Pub Date : 2024-01-10DOI: 10.1007/s10278-023-00915-9
Liangliang Zhang, Ming Fan, Lihua Li
Pharmacokinetic (PK) parameters, revealing changes in the tumor microenvironment, are related to the pathological information of breast cancer. Tracer kinetic models (e.g., Tofts-Kety model) with a nonlinear least square solver are commonly used to estimate PK parameters. However, the method is sensitive to noise in images. To relieve the effects of noise, a deconvolution (DEC) method, which was validated on synthetic concentration–time series, was proposed to accurately calculate PK parameters from breast dynamic contrast-enhanced magnetic resonance imaging. A time-to-peak-based tumor partitioning method was used to divide the whole tumor into three tumor subregions with different kinetic patterns. Radiomic features were calculated from the tumor subregion and whole tumor-based PK parameter maps. The optimal features determined by the fivefold cross-validation method were used to build random forest classifiers to predict molecular subtypes, Ki-67, and tumor grade.
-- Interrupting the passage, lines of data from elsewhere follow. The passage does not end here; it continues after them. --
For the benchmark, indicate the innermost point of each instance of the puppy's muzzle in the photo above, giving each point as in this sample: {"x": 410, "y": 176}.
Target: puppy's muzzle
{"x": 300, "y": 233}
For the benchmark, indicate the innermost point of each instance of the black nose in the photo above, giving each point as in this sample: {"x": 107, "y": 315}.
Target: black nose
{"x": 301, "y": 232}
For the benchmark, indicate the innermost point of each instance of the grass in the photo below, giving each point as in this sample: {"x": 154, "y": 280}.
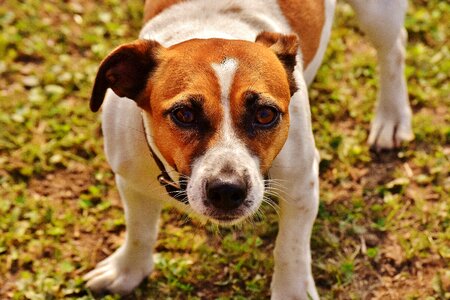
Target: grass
{"x": 383, "y": 225}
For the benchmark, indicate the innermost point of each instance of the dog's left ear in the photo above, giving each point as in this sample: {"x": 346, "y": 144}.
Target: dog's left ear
{"x": 126, "y": 71}
{"x": 285, "y": 46}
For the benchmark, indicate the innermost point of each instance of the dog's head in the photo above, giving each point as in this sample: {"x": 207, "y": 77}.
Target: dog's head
{"x": 218, "y": 110}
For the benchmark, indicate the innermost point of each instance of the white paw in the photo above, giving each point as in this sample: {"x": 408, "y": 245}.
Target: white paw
{"x": 119, "y": 273}
{"x": 298, "y": 289}
{"x": 390, "y": 130}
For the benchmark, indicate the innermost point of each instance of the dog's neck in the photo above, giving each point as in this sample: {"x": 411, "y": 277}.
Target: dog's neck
{"x": 215, "y": 19}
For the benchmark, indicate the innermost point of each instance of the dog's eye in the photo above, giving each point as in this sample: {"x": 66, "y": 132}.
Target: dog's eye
{"x": 266, "y": 116}
{"x": 183, "y": 116}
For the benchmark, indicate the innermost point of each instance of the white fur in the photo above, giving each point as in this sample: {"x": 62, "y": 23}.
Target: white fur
{"x": 382, "y": 21}
{"x": 314, "y": 65}
{"x": 297, "y": 163}
{"x": 229, "y": 152}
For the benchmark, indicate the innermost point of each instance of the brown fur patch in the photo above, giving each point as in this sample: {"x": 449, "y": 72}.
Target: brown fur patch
{"x": 306, "y": 18}
{"x": 186, "y": 69}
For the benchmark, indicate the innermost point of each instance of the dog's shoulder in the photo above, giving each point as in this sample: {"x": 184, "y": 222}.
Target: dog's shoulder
{"x": 306, "y": 18}
{"x": 153, "y": 7}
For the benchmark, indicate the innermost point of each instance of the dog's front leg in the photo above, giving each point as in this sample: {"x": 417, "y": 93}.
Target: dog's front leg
{"x": 296, "y": 168}
{"x": 124, "y": 269}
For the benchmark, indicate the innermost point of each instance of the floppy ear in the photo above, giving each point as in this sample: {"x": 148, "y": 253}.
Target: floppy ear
{"x": 285, "y": 46}
{"x": 126, "y": 71}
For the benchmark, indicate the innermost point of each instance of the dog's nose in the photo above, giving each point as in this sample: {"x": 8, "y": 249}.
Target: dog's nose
{"x": 226, "y": 195}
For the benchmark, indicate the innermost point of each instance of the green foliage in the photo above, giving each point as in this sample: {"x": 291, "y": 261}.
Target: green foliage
{"x": 383, "y": 223}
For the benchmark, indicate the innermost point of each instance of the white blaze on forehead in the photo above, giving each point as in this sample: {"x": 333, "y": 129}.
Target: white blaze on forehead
{"x": 225, "y": 72}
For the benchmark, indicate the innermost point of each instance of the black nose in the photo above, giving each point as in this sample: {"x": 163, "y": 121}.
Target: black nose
{"x": 226, "y": 195}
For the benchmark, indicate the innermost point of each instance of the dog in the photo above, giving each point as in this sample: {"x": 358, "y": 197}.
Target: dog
{"x": 212, "y": 98}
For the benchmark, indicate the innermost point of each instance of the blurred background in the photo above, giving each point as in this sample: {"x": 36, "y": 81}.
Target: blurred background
{"x": 383, "y": 225}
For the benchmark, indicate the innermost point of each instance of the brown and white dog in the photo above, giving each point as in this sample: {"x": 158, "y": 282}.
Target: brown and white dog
{"x": 215, "y": 93}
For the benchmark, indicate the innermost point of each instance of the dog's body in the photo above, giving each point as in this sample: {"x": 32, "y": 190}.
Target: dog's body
{"x": 199, "y": 54}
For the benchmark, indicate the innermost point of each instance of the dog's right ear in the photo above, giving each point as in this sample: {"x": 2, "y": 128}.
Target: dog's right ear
{"x": 126, "y": 71}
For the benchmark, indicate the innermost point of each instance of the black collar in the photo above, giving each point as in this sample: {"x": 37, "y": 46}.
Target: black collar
{"x": 175, "y": 190}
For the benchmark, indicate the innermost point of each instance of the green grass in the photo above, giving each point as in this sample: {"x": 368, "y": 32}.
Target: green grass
{"x": 383, "y": 225}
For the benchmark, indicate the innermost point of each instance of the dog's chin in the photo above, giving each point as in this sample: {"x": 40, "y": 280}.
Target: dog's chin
{"x": 228, "y": 218}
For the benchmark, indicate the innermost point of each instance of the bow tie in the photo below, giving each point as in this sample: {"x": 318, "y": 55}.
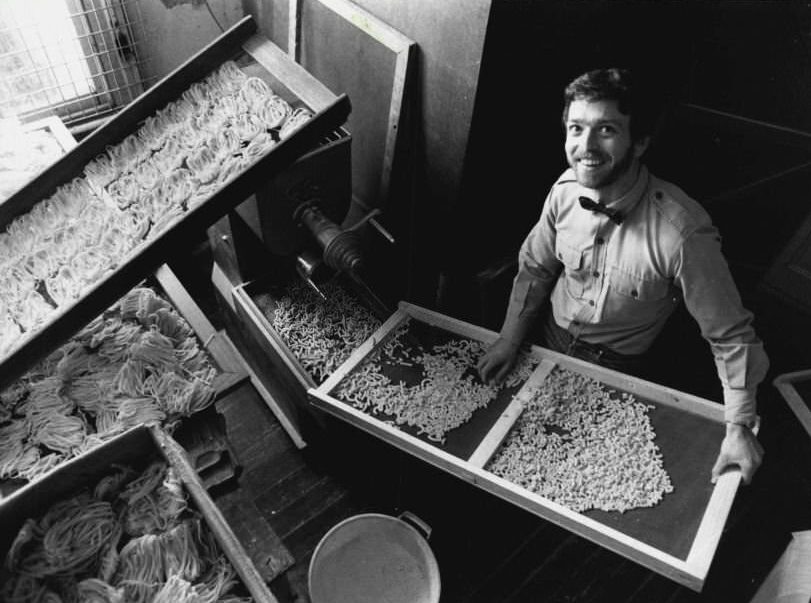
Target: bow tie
{"x": 614, "y": 214}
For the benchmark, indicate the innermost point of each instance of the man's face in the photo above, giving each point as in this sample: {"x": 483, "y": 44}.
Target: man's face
{"x": 599, "y": 147}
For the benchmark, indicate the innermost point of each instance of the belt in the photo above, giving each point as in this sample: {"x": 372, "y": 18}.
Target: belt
{"x": 560, "y": 340}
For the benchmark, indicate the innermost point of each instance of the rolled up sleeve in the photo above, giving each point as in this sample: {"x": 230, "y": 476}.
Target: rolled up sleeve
{"x": 538, "y": 270}
{"x": 713, "y": 300}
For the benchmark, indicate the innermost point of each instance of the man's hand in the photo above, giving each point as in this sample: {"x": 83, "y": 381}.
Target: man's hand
{"x": 740, "y": 447}
{"x": 498, "y": 361}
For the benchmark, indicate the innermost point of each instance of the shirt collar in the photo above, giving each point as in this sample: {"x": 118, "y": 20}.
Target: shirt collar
{"x": 629, "y": 199}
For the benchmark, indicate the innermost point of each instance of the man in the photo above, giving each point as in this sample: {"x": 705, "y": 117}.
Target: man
{"x": 616, "y": 249}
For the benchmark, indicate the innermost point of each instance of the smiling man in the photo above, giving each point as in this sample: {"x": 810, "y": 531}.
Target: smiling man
{"x": 617, "y": 249}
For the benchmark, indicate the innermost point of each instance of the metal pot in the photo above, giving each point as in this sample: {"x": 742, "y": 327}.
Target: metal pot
{"x": 374, "y": 558}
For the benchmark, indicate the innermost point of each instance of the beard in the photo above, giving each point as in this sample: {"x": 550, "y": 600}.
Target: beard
{"x": 597, "y": 179}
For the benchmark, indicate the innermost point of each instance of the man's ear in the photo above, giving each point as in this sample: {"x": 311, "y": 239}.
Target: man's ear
{"x": 640, "y": 146}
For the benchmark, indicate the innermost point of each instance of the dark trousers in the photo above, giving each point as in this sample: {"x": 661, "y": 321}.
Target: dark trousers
{"x": 560, "y": 340}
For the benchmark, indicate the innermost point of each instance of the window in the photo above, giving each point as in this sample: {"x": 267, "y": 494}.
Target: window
{"x": 72, "y": 58}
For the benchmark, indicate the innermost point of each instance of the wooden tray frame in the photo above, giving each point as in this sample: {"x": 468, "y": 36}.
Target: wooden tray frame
{"x": 129, "y": 447}
{"x": 235, "y": 42}
{"x": 219, "y": 347}
{"x": 802, "y": 408}
{"x": 690, "y": 572}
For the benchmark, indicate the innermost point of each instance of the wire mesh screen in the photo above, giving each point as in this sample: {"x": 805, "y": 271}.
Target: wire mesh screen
{"x": 73, "y": 58}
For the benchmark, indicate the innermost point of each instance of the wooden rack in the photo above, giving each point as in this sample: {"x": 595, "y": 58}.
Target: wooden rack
{"x": 132, "y": 448}
{"x": 677, "y": 538}
{"x": 239, "y": 43}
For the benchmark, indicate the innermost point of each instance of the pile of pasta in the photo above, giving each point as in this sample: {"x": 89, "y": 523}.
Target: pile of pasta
{"x": 179, "y": 157}
{"x": 130, "y": 538}
{"x": 446, "y": 393}
{"x": 137, "y": 363}
{"x": 320, "y": 333}
{"x": 584, "y": 446}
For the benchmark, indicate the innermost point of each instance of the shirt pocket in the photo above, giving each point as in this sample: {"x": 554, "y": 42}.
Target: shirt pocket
{"x": 571, "y": 256}
{"x": 633, "y": 287}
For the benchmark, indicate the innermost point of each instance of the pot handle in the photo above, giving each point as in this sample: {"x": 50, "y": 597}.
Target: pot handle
{"x": 422, "y": 527}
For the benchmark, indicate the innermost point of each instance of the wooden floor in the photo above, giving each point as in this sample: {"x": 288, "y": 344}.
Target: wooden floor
{"x": 488, "y": 550}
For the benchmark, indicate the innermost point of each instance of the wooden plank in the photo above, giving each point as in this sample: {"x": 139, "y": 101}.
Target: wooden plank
{"x": 633, "y": 534}
{"x": 785, "y": 384}
{"x": 215, "y": 343}
{"x": 214, "y": 518}
{"x": 271, "y": 402}
{"x": 374, "y": 124}
{"x": 185, "y": 304}
{"x": 712, "y": 524}
{"x": 295, "y": 77}
{"x": 501, "y": 428}
{"x": 267, "y": 551}
{"x": 56, "y": 128}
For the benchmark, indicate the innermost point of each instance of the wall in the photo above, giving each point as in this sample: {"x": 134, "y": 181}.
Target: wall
{"x": 176, "y": 30}
{"x": 748, "y": 59}
{"x": 450, "y": 37}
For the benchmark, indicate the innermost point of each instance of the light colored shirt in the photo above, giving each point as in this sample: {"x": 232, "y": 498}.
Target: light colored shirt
{"x": 616, "y": 285}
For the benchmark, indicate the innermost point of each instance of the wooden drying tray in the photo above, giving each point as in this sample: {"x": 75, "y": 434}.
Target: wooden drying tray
{"x": 135, "y": 448}
{"x": 256, "y": 324}
{"x": 220, "y": 350}
{"x": 677, "y": 538}
{"x": 796, "y": 389}
{"x": 238, "y": 43}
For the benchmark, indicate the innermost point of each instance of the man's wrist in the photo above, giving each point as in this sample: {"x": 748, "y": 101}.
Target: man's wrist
{"x": 739, "y": 426}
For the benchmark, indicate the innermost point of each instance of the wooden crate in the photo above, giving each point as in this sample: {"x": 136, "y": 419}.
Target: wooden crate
{"x": 220, "y": 350}
{"x": 275, "y": 360}
{"x": 260, "y": 58}
{"x": 677, "y": 538}
{"x": 796, "y": 389}
{"x": 134, "y": 448}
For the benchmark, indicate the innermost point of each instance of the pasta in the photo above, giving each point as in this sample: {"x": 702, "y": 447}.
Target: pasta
{"x": 129, "y": 538}
{"x": 584, "y": 446}
{"x": 444, "y": 396}
{"x": 320, "y": 333}
{"x": 138, "y": 363}
{"x": 179, "y": 156}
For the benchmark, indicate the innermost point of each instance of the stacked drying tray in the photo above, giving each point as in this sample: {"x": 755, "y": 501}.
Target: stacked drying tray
{"x": 110, "y": 211}
{"x": 90, "y": 227}
{"x": 150, "y": 358}
{"x": 129, "y": 521}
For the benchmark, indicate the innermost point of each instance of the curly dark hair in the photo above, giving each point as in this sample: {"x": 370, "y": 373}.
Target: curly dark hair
{"x": 632, "y": 95}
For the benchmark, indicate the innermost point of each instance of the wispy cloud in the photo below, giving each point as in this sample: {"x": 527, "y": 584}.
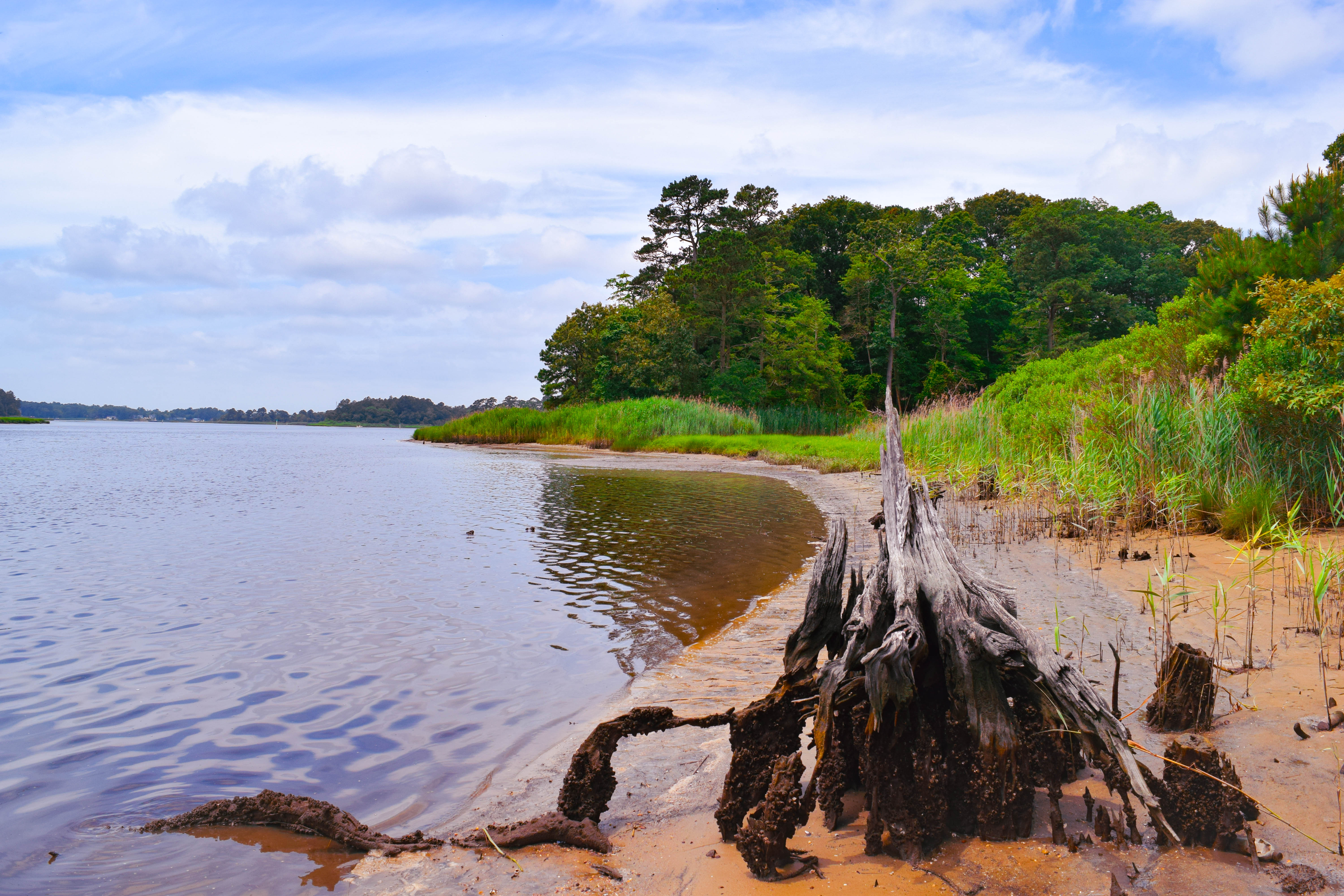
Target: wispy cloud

The diagnostic performance evaluated by the area under the receiver operating characteristic curve (AUC) was compared between the subregion and whole tumor-based PK parameters. The results showed that the DEC method obtained more accurate PK parameters than the Tofts method. Moreover, the results showed that the subregion-based Ktrans (best AUCs = 0.8319, 0.7032, 0.7132, 0.7490, 0.8074, and 0.6950) achieved a better diagnostic performance than the whole tumor-based Ktrans (AUCs = 0.8222, 0.6970, 0.6511, 0.7109, 0.7620, and 0.5894) for molecular subtypes, Ki-67, and tumor grade. These findings indicate that DEC-based Ktrans in the subregion has the potential to accurately predict molecular subtypes, Ki-67, and tumor grade.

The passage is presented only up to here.